AFPM’s members manufacture everything from gasoline to plastic, dominating a sector with nearly 500 operating refineries and petrochemical plants across the United States.
“American refiners depend on crude oil from Canada and Mexico to produce the affordable, reliable fuels consumers count on every day,” Thompson said.
The United States is now the world’s largest oil producer, but continues to require substantial imports – to the tune of more than six million barrels per day this January, according to the U.S. Energy Information Administration (EIA).
Nearly 70 per cent of that oil came from Canada.
Many U.S. refineries are set up to process “heavy” crude like what comes from Canada and not “light” crude like what basins in the United States produce.
“New tariffs on [Canadian] crude oil, natural gas, refined products, or critical input materials that cannot be sourced domestically…would directly undermine energy affordability and availability for consumers,” the American Petroleum Institute, the industry’s largest trade association, wrote in a recent letter to the United States Trade Representative.
More than 450,000 kilometres of oil and gas pipelines link Canada and the United States – enough to circle the Earth 11 times.
The scale of this vast, interconnected energy system does not exist anywhere else.
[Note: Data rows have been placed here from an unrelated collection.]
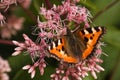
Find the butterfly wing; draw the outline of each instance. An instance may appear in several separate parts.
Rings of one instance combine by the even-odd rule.
[[[86,44],[86,49],[82,53],[82,59],[86,59],[94,50],[101,35],[105,32],[104,27],[92,27],[79,31],[79,35]]]
[[[65,42],[66,40],[64,38],[60,38],[49,46],[49,52],[51,54],[51,57],[67,63],[77,63],[78,59],[68,55]]]

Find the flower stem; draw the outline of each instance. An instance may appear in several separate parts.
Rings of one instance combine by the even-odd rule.
[[[37,16],[35,16],[29,9],[26,9],[24,7],[21,6],[21,4],[19,4],[19,6],[25,11],[25,13],[31,17],[31,19],[37,23]]]
[[[94,21],[97,17],[99,17],[101,14],[103,14],[105,11],[107,11],[108,9],[110,9],[111,7],[113,7],[116,3],[118,3],[120,0],[114,0],[112,3],[110,3],[109,5],[107,5],[105,8],[103,8],[102,10],[100,10],[92,19],[92,21]]]
[[[45,0],[45,4],[46,4],[47,9],[52,8],[52,4],[50,3],[50,0]]]
[[[12,43],[12,41],[2,40],[2,39],[0,39],[0,44],[14,45],[14,44]]]

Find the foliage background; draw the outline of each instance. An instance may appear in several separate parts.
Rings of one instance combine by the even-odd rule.
[[[59,0],[50,0],[52,3],[59,4]],[[87,7],[93,17],[104,8],[115,0],[81,0],[80,4]],[[105,26],[107,28],[106,34],[103,37],[103,41],[106,46],[103,47],[105,54],[101,58],[104,63],[101,66],[104,67],[105,71],[98,74],[98,80],[119,80],[120,79],[120,0],[115,5],[105,10],[102,14],[97,16],[93,21],[94,25]],[[44,0],[32,0],[30,11],[34,15],[38,15],[39,7],[42,5]],[[31,19],[29,15],[18,5],[18,9],[13,14],[21,17],[25,17],[24,28],[19,31],[16,36],[13,36],[11,40],[23,41],[22,34],[27,34],[33,40],[36,36],[31,35],[34,30],[33,26],[36,25],[35,21]],[[0,55],[5,59],[8,59],[12,71],[9,73],[10,80],[31,80],[30,74],[27,71],[23,71],[22,67],[26,64],[31,63],[29,56],[19,55],[12,57],[11,54],[14,52],[15,46],[6,45],[0,43]],[[51,62],[52,63],[52,62]],[[39,70],[32,80],[50,80],[49,76],[54,72],[55,66],[53,63],[49,64],[45,69],[44,76],[40,76]],[[90,75],[83,80],[94,80]]]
It’s “a powerful card to play” in increasingly unstable times, researchers with S&P Global said last year.
Twenty-five years from now, the United States will import virtually exactly the same amount of oil as it does today (7.0 million barrels per day in 2050 compared to 6.98 million barrels per day in 2023), according to the EIA’s latest outlook.
“We are interdependent on energy. Americans cutting off Canadian energy would be like cutting off their own arm,” said Heather Exner-Pirot, a special advisor to the Business Council of Canada.
Trump’s threat to apply a 25 per cent tariff on imports from Canada, including energy, would likely “result in lower production in Canada and higher gasoline and energy costs to American consumers while threatening North American energy security,” Canadian Association of Petroleum Producers CEO Lisa Baiton said in a statement.
“We must do everything in our power to protect and preserve this energy partnership.”
Energy products are Canada’s single largest export to the United States, accounting for about a third of total Canadian exports to the U.S., energy analysts Rory Johnston and Joe Calnan noted in a November report for the Canadian Global Affairs Institute.
The impact of applying tariffs to Canadian oil would likely be spread across Canada and the United States, they wrote: higher pump prices for U.S. consumers, weaker business for U.S. refiners and reduced returns for Canadian producers.
“It is vitally important for Canada to underline that it is not just another trade partner, but rather an indispensable part of the economic and security apparatus of the United States,” Johnston and Calnan wrote.